In the SpaceX cabin, if I understood correctly, and if you are not ultramillionaire to pay yourself a simple little round trip of a few hours to wow, do you think, your loved ones and the media planet (planet, either by the way, which takes a nasty carbon shot for silly, pointless theft if not proper to satisfy an oversized ego), you can get bored stiff. But luckily you have a multitude of tasks to accomplish (various experiments, checks, repairs). You get a breathtaking view. A succession of sunrises and sunsets in a few hours. Yet it remains a small prison in space. I’m not the one saying it, it’s Thomas Pesquet himself, who seemed a little melancholy to me on his return from his last expedition, after two thousand days in orbit. “The key is that people are always busy”, he said on his return, to avoid thoughts that might “Damage morale a bit”. He even added: “The space station, if we have nothing to do, it’s kind of like a prison with a great view, and some fun stuff like floating. “ Little entertainment. To go up there, perfect physical condition is desirable. And foolproof sanity. You can’t even imagine what a schizophrenic or bipolar astronaut would be like, and I have no doubts about the major scientific interest of these flights. Like Thomas Pesquet, I also see it as a magnificent contemporary adventure. It is our human prose which is being written today in the infinite darkness of space, above ground. But from this prose, what epic, what founding stories will emerge?
The real, the worrying question of this space adventure is that in the end it is difficult to imagine that the fate of humanity will be to go into space, as we have dreamed and carried out on journeys. faster and faster on land and in the air. It is the collective nature of the adventure that poses the problem. I have always been taught that you have to bring your companies and projects to completion, but in this case what is the term to be collectively reached? A displacement of humanity, as some openly express it, when our little blue planet will definitely become unlivable? Colonization of planets to satisfy our thirst for continual looting? Space mining is more and more topical. The need for a carbon neutral economy requires an increase in the supply of non-renewable natural resources, such as the metals used to make batteries. But we are already told that space is also on the way to becoming a gigantic dumping ground for satellites, various debris due to our crazy space exploitation.

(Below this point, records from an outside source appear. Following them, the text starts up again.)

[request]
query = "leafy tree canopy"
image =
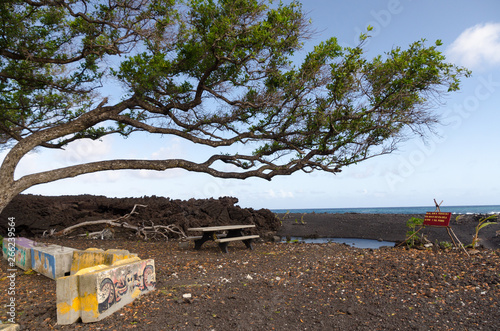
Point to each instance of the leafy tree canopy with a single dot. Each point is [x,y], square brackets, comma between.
[217,73]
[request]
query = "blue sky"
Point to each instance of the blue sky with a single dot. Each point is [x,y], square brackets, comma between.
[460,166]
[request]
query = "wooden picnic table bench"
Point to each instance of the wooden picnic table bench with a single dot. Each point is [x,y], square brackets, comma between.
[234,233]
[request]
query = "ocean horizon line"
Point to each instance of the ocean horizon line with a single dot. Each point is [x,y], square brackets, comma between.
[464,209]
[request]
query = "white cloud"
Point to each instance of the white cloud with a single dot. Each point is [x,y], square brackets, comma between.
[477,47]
[87,150]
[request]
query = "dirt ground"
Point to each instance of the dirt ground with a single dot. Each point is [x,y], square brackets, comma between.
[296,286]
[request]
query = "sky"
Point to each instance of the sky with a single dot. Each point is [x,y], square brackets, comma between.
[460,166]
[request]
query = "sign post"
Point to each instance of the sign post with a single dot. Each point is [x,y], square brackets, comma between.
[441,220]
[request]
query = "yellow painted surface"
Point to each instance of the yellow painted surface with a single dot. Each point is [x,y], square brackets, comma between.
[64,307]
[136,293]
[89,303]
[90,270]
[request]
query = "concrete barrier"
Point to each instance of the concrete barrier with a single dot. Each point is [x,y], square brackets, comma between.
[52,261]
[96,292]
[22,248]
[92,257]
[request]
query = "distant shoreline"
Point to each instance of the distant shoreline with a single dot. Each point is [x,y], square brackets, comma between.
[456,210]
[386,227]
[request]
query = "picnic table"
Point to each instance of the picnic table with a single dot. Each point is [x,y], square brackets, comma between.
[215,233]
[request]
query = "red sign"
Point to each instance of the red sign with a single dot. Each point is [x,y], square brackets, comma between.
[437,219]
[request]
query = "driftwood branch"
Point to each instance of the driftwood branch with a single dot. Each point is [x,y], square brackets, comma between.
[145,231]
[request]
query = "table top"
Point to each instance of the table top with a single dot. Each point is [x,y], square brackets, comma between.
[222,227]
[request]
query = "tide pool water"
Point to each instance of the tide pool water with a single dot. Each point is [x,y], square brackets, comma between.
[490,209]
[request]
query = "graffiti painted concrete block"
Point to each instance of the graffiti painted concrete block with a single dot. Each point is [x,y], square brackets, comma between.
[18,249]
[52,261]
[93,256]
[103,290]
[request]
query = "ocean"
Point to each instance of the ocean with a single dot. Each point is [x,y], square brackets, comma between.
[490,209]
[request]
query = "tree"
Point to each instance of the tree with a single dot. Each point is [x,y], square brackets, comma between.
[217,73]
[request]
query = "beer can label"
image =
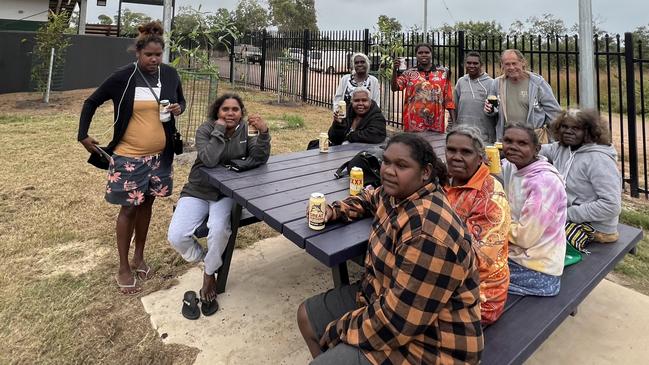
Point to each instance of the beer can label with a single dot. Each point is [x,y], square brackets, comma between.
[317,210]
[324,142]
[355,181]
[494,159]
[342,109]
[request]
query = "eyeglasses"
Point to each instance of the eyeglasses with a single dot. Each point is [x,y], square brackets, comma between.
[575,128]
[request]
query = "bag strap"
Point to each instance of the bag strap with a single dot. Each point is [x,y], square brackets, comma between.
[157,99]
[341,170]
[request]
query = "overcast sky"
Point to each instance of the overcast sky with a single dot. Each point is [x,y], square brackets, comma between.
[616,16]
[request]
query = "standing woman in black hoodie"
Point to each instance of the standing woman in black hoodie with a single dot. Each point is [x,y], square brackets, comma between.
[140,165]
[364,122]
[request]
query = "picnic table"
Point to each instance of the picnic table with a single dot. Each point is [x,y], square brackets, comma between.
[278,192]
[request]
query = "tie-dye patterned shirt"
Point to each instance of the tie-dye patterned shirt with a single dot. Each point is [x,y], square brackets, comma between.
[482,205]
[537,196]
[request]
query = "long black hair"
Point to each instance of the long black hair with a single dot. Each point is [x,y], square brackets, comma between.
[213,112]
[422,152]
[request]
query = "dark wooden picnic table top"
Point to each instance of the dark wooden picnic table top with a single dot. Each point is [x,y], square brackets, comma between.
[278,193]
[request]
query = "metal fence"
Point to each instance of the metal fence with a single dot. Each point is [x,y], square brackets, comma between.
[197,88]
[307,65]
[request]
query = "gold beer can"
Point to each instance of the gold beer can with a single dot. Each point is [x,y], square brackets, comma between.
[324,142]
[494,159]
[342,109]
[355,181]
[317,210]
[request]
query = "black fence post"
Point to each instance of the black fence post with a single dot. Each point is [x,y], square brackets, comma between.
[232,60]
[631,113]
[305,65]
[262,76]
[459,70]
[366,42]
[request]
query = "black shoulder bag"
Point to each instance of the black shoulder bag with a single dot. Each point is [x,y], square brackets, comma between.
[178,139]
[369,161]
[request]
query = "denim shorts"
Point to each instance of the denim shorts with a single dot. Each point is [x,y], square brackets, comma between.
[130,179]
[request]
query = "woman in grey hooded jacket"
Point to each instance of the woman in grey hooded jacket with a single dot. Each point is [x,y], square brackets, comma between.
[587,161]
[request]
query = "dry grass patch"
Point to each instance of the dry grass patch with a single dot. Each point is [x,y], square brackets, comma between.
[58,299]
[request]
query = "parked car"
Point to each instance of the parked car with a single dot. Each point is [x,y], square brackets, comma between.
[295,53]
[332,61]
[247,53]
[253,54]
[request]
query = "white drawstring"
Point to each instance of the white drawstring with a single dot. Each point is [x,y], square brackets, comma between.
[119,106]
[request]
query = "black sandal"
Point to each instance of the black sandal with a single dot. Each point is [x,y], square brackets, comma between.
[208,307]
[190,305]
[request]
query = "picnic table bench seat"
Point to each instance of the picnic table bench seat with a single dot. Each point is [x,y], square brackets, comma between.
[528,321]
[240,218]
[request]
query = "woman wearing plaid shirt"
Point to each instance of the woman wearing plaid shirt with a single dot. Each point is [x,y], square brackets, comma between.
[418,300]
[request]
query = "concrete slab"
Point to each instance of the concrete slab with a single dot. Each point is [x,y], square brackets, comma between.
[256,323]
[610,328]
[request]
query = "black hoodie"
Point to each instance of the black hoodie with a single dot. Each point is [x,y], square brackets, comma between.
[120,88]
[371,129]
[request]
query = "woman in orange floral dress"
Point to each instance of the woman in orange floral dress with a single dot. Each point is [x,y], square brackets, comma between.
[480,201]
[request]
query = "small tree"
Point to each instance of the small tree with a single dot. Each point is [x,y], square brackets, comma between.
[49,36]
[199,33]
[388,44]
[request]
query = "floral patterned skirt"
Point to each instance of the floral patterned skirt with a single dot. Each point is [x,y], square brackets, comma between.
[130,179]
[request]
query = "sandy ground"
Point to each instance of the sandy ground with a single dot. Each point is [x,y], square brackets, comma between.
[256,323]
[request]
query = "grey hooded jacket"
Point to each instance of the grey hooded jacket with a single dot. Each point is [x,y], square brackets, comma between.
[469,96]
[543,105]
[214,148]
[593,183]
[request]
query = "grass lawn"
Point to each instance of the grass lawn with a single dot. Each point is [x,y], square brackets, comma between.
[58,299]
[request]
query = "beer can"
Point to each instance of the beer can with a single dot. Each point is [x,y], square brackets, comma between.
[342,109]
[355,181]
[324,142]
[494,159]
[402,64]
[317,210]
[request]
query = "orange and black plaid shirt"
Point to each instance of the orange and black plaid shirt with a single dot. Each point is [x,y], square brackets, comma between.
[419,300]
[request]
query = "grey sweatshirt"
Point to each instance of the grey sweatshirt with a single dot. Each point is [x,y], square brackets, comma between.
[543,107]
[469,96]
[593,183]
[214,148]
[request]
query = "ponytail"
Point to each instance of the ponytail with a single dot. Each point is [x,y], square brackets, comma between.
[149,32]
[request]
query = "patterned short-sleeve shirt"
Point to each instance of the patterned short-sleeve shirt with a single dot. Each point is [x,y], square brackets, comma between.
[427,96]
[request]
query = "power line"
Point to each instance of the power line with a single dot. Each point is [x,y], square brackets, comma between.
[27,17]
[449,11]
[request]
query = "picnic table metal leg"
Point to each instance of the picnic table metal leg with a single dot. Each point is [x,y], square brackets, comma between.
[340,274]
[222,274]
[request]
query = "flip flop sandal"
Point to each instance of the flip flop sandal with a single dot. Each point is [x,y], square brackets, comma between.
[144,271]
[209,307]
[124,288]
[190,305]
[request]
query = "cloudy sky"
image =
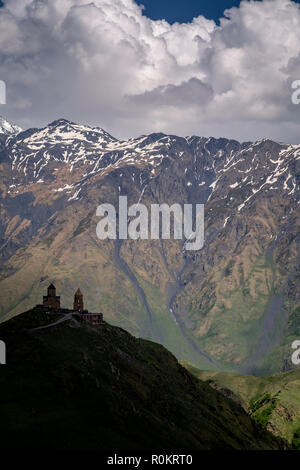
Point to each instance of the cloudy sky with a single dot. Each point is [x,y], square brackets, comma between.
[109,63]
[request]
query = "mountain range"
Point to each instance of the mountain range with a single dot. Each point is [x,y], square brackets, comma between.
[70,386]
[234,305]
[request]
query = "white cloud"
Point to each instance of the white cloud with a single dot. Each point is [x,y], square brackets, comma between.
[103,63]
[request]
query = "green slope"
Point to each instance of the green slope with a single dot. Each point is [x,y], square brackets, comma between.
[272,401]
[71,386]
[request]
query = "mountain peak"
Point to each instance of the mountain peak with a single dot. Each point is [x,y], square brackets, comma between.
[7,128]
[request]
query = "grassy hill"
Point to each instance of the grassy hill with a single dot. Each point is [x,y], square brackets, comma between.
[272,401]
[72,386]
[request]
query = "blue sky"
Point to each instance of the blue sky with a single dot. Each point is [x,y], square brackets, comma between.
[103,63]
[185,10]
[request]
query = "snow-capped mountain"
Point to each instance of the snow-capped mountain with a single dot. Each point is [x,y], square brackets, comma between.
[8,128]
[234,303]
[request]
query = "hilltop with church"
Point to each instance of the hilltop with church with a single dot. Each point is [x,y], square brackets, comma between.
[51,304]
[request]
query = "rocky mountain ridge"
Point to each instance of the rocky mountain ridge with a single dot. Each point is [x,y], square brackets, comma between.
[232,305]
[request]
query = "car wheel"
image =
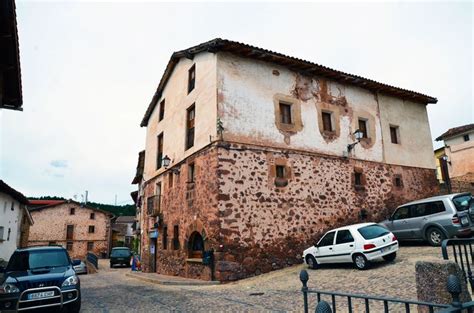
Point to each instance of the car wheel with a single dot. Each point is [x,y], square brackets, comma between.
[435,237]
[361,262]
[390,257]
[74,307]
[311,261]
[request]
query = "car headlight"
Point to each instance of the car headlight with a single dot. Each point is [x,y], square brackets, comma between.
[70,281]
[8,288]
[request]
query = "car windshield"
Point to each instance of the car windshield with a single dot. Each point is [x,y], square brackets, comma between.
[463,202]
[28,260]
[373,231]
[120,252]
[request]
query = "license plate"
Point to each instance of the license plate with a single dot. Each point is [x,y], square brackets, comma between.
[40,295]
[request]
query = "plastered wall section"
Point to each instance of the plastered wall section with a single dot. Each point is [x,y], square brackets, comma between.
[177,102]
[9,219]
[51,226]
[415,147]
[461,156]
[247,90]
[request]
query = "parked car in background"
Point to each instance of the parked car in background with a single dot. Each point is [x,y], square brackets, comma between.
[120,256]
[81,268]
[40,278]
[359,244]
[433,219]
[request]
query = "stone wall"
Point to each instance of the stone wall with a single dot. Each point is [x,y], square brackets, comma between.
[267,227]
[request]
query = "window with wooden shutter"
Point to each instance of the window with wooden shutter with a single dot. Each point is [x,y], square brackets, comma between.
[190,116]
[285,113]
[191,78]
[363,128]
[159,155]
[327,121]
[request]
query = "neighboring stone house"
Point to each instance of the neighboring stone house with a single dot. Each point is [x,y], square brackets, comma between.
[77,227]
[15,220]
[10,73]
[249,153]
[459,161]
[123,232]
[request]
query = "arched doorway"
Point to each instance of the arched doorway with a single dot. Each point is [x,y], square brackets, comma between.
[195,245]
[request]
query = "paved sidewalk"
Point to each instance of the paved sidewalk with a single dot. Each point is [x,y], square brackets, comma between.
[169,280]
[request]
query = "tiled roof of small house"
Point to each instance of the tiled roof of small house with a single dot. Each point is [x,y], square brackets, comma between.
[455,131]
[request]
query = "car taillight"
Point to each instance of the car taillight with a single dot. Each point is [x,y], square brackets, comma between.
[369,246]
[456,220]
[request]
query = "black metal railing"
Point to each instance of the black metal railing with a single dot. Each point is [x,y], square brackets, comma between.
[462,254]
[93,259]
[366,303]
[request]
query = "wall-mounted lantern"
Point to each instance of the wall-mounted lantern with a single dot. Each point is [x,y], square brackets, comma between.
[165,161]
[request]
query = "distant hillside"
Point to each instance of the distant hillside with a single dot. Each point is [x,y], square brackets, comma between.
[117,210]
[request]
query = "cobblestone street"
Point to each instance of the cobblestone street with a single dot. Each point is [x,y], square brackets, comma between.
[111,291]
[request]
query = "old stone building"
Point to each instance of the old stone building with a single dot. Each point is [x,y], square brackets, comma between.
[15,221]
[457,158]
[252,154]
[77,227]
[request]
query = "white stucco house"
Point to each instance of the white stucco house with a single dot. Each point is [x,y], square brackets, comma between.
[15,220]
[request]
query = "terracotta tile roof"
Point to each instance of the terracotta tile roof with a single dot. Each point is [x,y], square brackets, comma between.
[140,167]
[301,66]
[455,131]
[4,188]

You will find that I am breaking the dream. No, I would like, and the dream is this, that we think twice about the consequences of our company in space. What do we want to write about our destiny by participating in this adventure? The philosopher Emmanuel Levinas, in 1961, was ecstatic at the first human flight carried out by Yuri Gagarin, writing that beyond the scientific feat, the new knowledge and technical possibilities that this flight inaugurated, beyond even courage and of self-sacrifice, “What counts perhaps above all is to have left the Place. For an hour, a man existed beyond all horizon – all was sky around him ”. A way for the philosopher to “To demystify the universe, to deswitch Nature”. Certainly, but sixty years later, we can ask ourselves: what is the point of leaving the Place that we have damaged and degraded to do the same thing higher, always higher?